Before: BROWNING, SCHROEDER, and HALL, Circuit Judges

MEMORANDUM* 

The search of Loaiza's purse was valid. The police had a warrant to search the motel room and it was "reasonable to believe that the [purse] could conceal items of the kind portrayed in the warrant." U.S. v. Gray, 814 F.2d 49, 51 (1st Cir. 1987) (citing U.S. v. Ross, 456 U.S. 798, 820-21 (1982)); see also U.S. v. Disla, 805 F.2d 1340, 1346 (9th Cir. 1986). Independent probable cause was not required--Loaiza was not a mere visitor to the motel room, but an occupant. U.S. v. Ayers, 924 F.2d 1468, 1479 (9th Cir. 1991); U.S. v. McLaughlin, 851 F.2d 283, 287 (9th Cir. 1988). She rented and slept in the room, and probable cause for the warrant was based on police suspicions that she as well as Carmona-Arroyave were using it for drug distribution.

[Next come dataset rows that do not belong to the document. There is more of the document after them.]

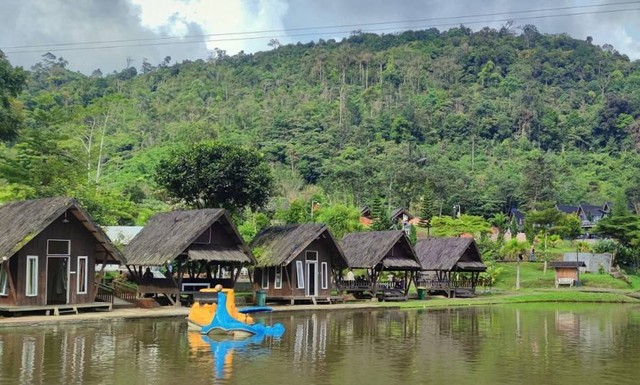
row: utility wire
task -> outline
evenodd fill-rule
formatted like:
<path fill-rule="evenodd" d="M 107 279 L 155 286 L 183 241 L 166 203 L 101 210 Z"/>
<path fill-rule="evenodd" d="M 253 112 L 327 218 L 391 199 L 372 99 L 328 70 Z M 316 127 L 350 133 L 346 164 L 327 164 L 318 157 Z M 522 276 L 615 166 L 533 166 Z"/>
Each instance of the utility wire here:
<path fill-rule="evenodd" d="M 220 34 L 208 34 L 208 35 L 188 35 L 185 37 L 160 37 L 160 38 L 148 38 L 148 39 L 128 39 L 128 40 L 111 40 L 111 41 L 95 41 L 95 42 L 82 42 L 82 43 L 61 43 L 61 44 L 51 44 L 51 45 L 31 45 L 31 46 L 15 46 L 15 47 L 7 47 L 8 50 L 4 50 L 5 54 L 21 54 L 21 53 L 38 53 L 42 52 L 41 49 L 24 50 L 22 48 L 52 48 L 53 51 L 84 51 L 84 50 L 96 50 L 96 49 L 114 49 L 114 48 L 127 48 L 127 47 L 144 47 L 144 46 L 162 46 L 162 45 L 177 45 L 177 44 L 198 44 L 198 43 L 210 43 L 210 42 L 226 42 L 226 41 L 242 41 L 242 40 L 262 40 L 262 39 L 278 39 L 278 38 L 291 38 L 291 37 L 302 37 L 302 36 L 318 36 L 318 35 L 341 35 L 341 34 L 349 34 L 353 32 L 353 30 L 334 30 L 328 32 L 307 32 L 307 33 L 297 33 L 297 34 L 287 34 L 287 35 L 264 35 L 264 36 L 243 36 L 243 37 L 229 37 L 229 38 L 220 38 L 220 39 L 199 39 L 199 40 L 184 40 L 184 39 L 194 39 L 194 38 L 202 38 L 202 37 L 214 37 L 214 36 L 234 36 L 234 35 L 243 35 L 243 34 L 259 34 L 259 33 L 269 33 L 269 32 L 289 32 L 289 31 L 304 31 L 304 30 L 316 30 L 316 29 L 330 29 L 330 28 L 347 28 L 347 27 L 360 27 L 360 26 L 375 26 L 375 25 L 388 25 L 388 24 L 404 24 L 403 26 L 395 26 L 395 27 L 387 27 L 387 28 L 373 28 L 367 30 L 360 30 L 359 32 L 363 33 L 373 33 L 373 32 L 384 32 L 389 30 L 398 30 L 400 28 L 433 28 L 433 27 L 445 27 L 445 26 L 455 26 L 459 24 L 487 24 L 487 23 L 496 23 L 496 22 L 507 22 L 514 20 L 513 17 L 501 18 L 501 19 L 492 19 L 492 20 L 463 20 L 451 23 L 440 23 L 440 24 L 429 24 L 429 25 L 409 25 L 413 23 L 422 23 L 425 21 L 438 21 L 438 20 L 454 20 L 454 19 L 466 19 L 471 17 L 485 17 L 485 16 L 500 16 L 500 15 L 514 15 L 518 13 L 537 13 L 537 12 L 549 12 L 552 10 L 568 10 L 568 9 L 580 9 L 580 8 L 592 8 L 592 7 L 600 7 L 607 5 L 628 5 L 628 4 L 639 4 L 640 1 L 627 1 L 620 3 L 609 3 L 609 4 L 600 4 L 600 5 L 589 5 L 589 6 L 571 6 L 571 7 L 558 7 L 558 8 L 547 8 L 547 9 L 537 9 L 537 10 L 529 10 L 529 11 L 517 11 L 517 12 L 501 12 L 501 13 L 491 13 L 491 14 L 482 14 L 482 15 L 467 15 L 467 16 L 455 16 L 455 17 L 441 17 L 441 18 L 430 18 L 430 19 L 418 19 L 418 20 L 406 20 L 406 21 L 389 21 L 389 22 L 377 22 L 377 23 L 362 23 L 362 24 L 347 24 L 343 26 L 325 26 L 325 27 L 305 27 L 305 28 L 291 28 L 286 30 L 264 30 L 264 31 L 253 31 L 253 32 L 233 32 L 233 33 L 220 33 Z M 543 19 L 543 18 L 555 18 L 555 17 L 568 17 L 568 16 L 584 16 L 584 15 L 595 15 L 595 14 L 607 14 L 607 13 L 618 13 L 618 12 L 628 12 L 628 11 L 640 11 L 640 8 L 621 8 L 621 9 L 608 9 L 608 10 L 600 10 L 600 11 L 585 11 L 585 12 L 574 12 L 574 13 L 558 13 L 558 14 L 545 14 L 545 15 L 534 15 L 534 16 L 526 16 L 519 18 L 520 20 L 535 20 L 535 19 Z M 516 19 L 517 20 L 517 19 Z M 183 39 L 179 41 L 162 41 L 162 40 L 173 40 L 173 39 Z M 160 42 L 145 42 L 145 41 L 158 41 Z M 111 43 L 122 43 L 122 42 L 140 42 L 139 44 L 115 44 L 115 45 L 102 45 L 102 44 L 111 44 Z M 93 47 L 68 47 L 70 45 L 88 45 L 88 44 L 98 44 L 98 46 Z M 66 48 L 53 48 L 53 47 L 65 47 Z M 19 49 L 21 48 L 21 49 Z M 19 49 L 12 51 L 11 49 Z"/>
<path fill-rule="evenodd" d="M 614 5 L 630 5 L 630 4 L 639 4 L 639 3 L 640 3 L 639 0 L 635 0 L 635 1 L 620 1 L 620 2 L 604 3 L 604 4 L 573 5 L 573 6 L 555 7 L 555 8 L 538 8 L 538 9 L 530 9 L 530 10 L 523 10 L 523 11 L 484 13 L 484 14 L 448 16 L 448 17 L 434 17 L 434 18 L 428 18 L 428 19 L 381 21 L 381 22 L 372 22 L 372 23 L 342 24 L 342 25 L 329 25 L 329 26 L 316 26 L 316 27 L 299 27 L 299 28 L 288 28 L 288 29 L 266 29 L 266 30 L 261 30 L 261 31 L 211 33 L 211 34 L 204 34 L 204 35 L 166 36 L 166 37 L 155 37 L 155 38 L 85 41 L 85 42 L 76 42 L 76 43 L 58 43 L 58 44 L 40 44 L 40 45 L 19 45 L 19 46 L 4 47 L 4 49 L 62 47 L 62 46 L 69 46 L 69 45 L 86 45 L 86 44 L 131 43 L 131 42 L 139 42 L 139 41 L 189 39 L 189 38 L 209 38 L 209 37 L 222 37 L 222 36 L 234 36 L 234 35 L 253 35 L 253 34 L 264 34 L 264 33 L 287 33 L 287 32 L 295 32 L 295 31 L 367 27 L 367 26 L 389 25 L 389 24 L 423 23 L 423 22 L 429 22 L 429 21 L 466 19 L 466 18 L 472 18 L 472 17 L 493 17 L 493 16 L 518 15 L 518 14 L 550 12 L 550 11 L 566 11 L 566 10 L 572 10 L 572 9 L 606 7 L 606 6 L 614 6 Z"/>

Loaiza's arrest was also supported by probable cause. "The test for probable cause is whether the facts and circumstances within the arresting officer's knowledge are sufficient to warrant a prudent person to believe a suspect has committed, is committing, or is about to commit a crime." U.S. v. Hoyos, 892 F.2d 1387, 1392 (9th Cir. 1989). The arresting officers knew Loaiza (1) was present at meetings with the other suspects in the case, (2) purchased postal money orders with drug-related currency, (3) engaged in "counter-surveillance" activities while in the post office and while driving in Portland with the other suspects, (4) attempted to hide Carmona-Arroyave's identity when she rented the car and the motel room and (5) accompanied Carmona-Arroyave to the store to buy "tupperware-type" containers used to prepare cocaine for distribution. These facts were sufficient to justify the arrest when viewed together in light of the officers' "experience in narcotics investigations." U.S. v. Knox, 888 F.2d 585, 587 (8th Cir. 1989); see also Guam v. Ichiyasu, 838 F.2d 353, 357 (9th Cir. 1988).

Loaiza's statements to the police were legally obtained. Since the search and arrest were valid, they did not taint the statements.

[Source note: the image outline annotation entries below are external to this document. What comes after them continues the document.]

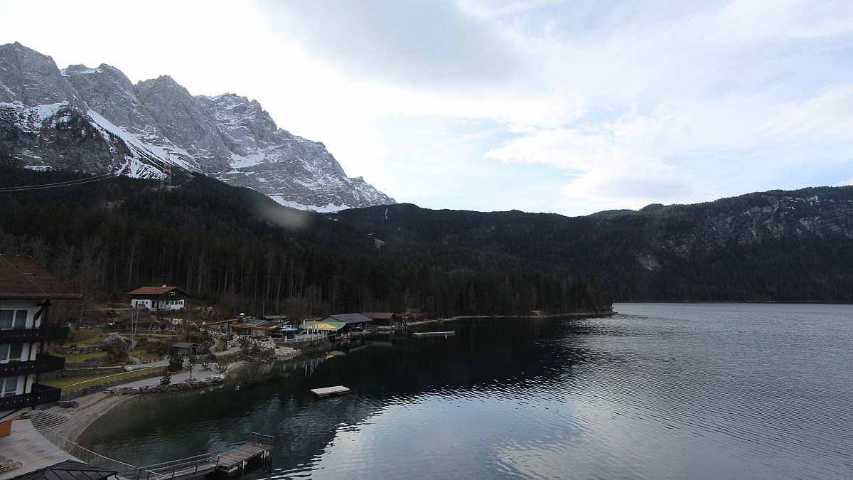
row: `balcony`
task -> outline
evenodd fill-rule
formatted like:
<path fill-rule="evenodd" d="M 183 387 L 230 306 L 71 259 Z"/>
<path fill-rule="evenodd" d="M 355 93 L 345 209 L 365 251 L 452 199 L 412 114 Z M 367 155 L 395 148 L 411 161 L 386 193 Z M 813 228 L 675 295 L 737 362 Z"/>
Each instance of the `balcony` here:
<path fill-rule="evenodd" d="M 55 372 L 63 368 L 65 368 L 65 357 L 38 355 L 38 358 L 34 360 L 0 363 L 0 378 L 15 377 L 17 375 L 29 375 L 30 373 Z"/>
<path fill-rule="evenodd" d="M 68 327 L 46 325 L 39 328 L 15 328 L 0 330 L 0 343 L 22 343 L 24 342 L 48 342 L 68 337 Z"/>
<path fill-rule="evenodd" d="M 32 393 L 0 397 L 0 412 L 59 401 L 61 395 L 62 389 L 35 385 Z"/>

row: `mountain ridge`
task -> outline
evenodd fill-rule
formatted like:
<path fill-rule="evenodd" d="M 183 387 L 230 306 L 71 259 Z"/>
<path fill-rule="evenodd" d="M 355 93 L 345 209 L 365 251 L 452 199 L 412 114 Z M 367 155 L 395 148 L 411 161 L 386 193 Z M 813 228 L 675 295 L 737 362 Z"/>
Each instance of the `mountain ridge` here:
<path fill-rule="evenodd" d="M 49 132 L 71 117 L 79 131 Z M 82 150 L 63 149 L 84 136 L 82 143 L 100 152 L 93 161 L 80 161 Z M 103 63 L 60 70 L 51 57 L 20 44 L 0 45 L 0 161 L 156 179 L 167 158 L 174 168 L 299 209 L 395 202 L 363 178 L 347 177 L 323 143 L 278 128 L 257 100 L 193 96 L 168 75 L 134 85 Z"/>

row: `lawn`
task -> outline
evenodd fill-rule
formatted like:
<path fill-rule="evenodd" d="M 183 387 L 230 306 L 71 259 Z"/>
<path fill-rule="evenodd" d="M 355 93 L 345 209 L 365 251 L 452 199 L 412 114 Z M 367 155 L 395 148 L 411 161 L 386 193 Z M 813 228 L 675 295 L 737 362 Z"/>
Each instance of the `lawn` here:
<path fill-rule="evenodd" d="M 65 357 L 65 363 L 83 363 L 90 359 L 97 359 L 107 356 L 107 352 L 95 352 L 94 354 L 61 354 L 53 352 L 51 354 L 57 357 Z"/>
<path fill-rule="evenodd" d="M 51 380 L 41 380 L 38 383 L 50 387 L 61 388 L 62 389 L 62 393 L 67 393 L 82 389 L 84 387 L 97 384 L 97 379 L 105 378 L 107 377 L 114 377 L 115 378 L 113 379 L 118 379 L 119 378 L 131 378 L 133 377 L 138 377 L 150 372 L 151 371 L 149 369 L 140 369 L 131 372 L 119 372 L 96 375 L 80 375 L 79 377 L 66 377 L 64 378 L 53 378 Z M 119 377 L 119 375 L 121 375 L 121 377 Z M 83 383 L 83 382 L 85 382 L 85 383 Z M 73 385 L 73 388 L 68 389 L 69 385 Z"/>

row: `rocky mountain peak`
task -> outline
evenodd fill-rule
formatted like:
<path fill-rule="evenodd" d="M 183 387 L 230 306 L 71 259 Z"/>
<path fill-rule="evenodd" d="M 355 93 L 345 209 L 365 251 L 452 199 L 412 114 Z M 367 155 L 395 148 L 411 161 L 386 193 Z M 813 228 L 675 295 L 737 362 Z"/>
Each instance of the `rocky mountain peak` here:
<path fill-rule="evenodd" d="M 53 58 L 15 42 L 0 45 L 0 102 L 27 107 L 85 103 L 62 77 Z"/>
<path fill-rule="evenodd" d="M 56 125 L 62 128 L 49 130 Z M 68 159 L 69 144 L 80 160 Z M 84 161 L 87 148 L 99 153 Z M 363 179 L 347 178 L 322 143 L 278 128 L 257 100 L 194 97 L 168 75 L 134 85 L 106 64 L 61 72 L 49 56 L 20 44 L 0 46 L 0 161 L 156 178 L 167 150 L 177 168 L 298 208 L 395 202 Z"/>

The district court's conclusion that Loaiza knowingly and intelligently waived her Miranda rights is not clearly erroneous. Collazo v. Estelle, 940 F.2d 411, 416 (9th Cir. 1991) (determination whether Miranda waiver was knowing and intelligent reviewed for clear error). The district court found no evidence of coercive police conduct and the record reflects none. Derrick v. Peterson, 924 F.2d 813, 821 (9th Cir. 1990) (coercive police conduct a prerequisite for finding a Miranda waiver involuntary). The district court also found (1) Loaiza was advised of her rights in Spanish, (2) the officer asked her after he read each right whether she understood it and she indicated verbally that she did, (3) Loaiza had been in the United States for several years and spoke English reasonably well and (4) Carmona-Arroyave was in the room and could have helped her had she not understood.

The district court did not err by excluding expert testimony on the role of women in Hispanic culture. "A qualified expert witness may testify if the witness' specialized knowledge will assist the trier of fact to understand the evidence or to determine a fact in issue." U.S. v. Hoac, 990 F.2d 1099, 1103 (9th Cir. 1993) (citations and internal quotations omitted). A cultural anthropologist may possess "specialized knowledge" that can assist the jury in some cases. Dang Vang v. Vang Xiong X. Toyed, 944 F.2d 476, 481 (9th Cir. 1991). However, a trial court's decision to exclude expert testimony will be reversed only for manifest error or abuse of discretion. Hoac, 990 F.2d at 1103. Since the expert offered as a witness had spoken to Loaiza on only one occasion for 90 minutes, the trial court could reasonably conclude he was not sufficiently familiar with Loaiza's background and personality to assist the jury in understanding her state of mind.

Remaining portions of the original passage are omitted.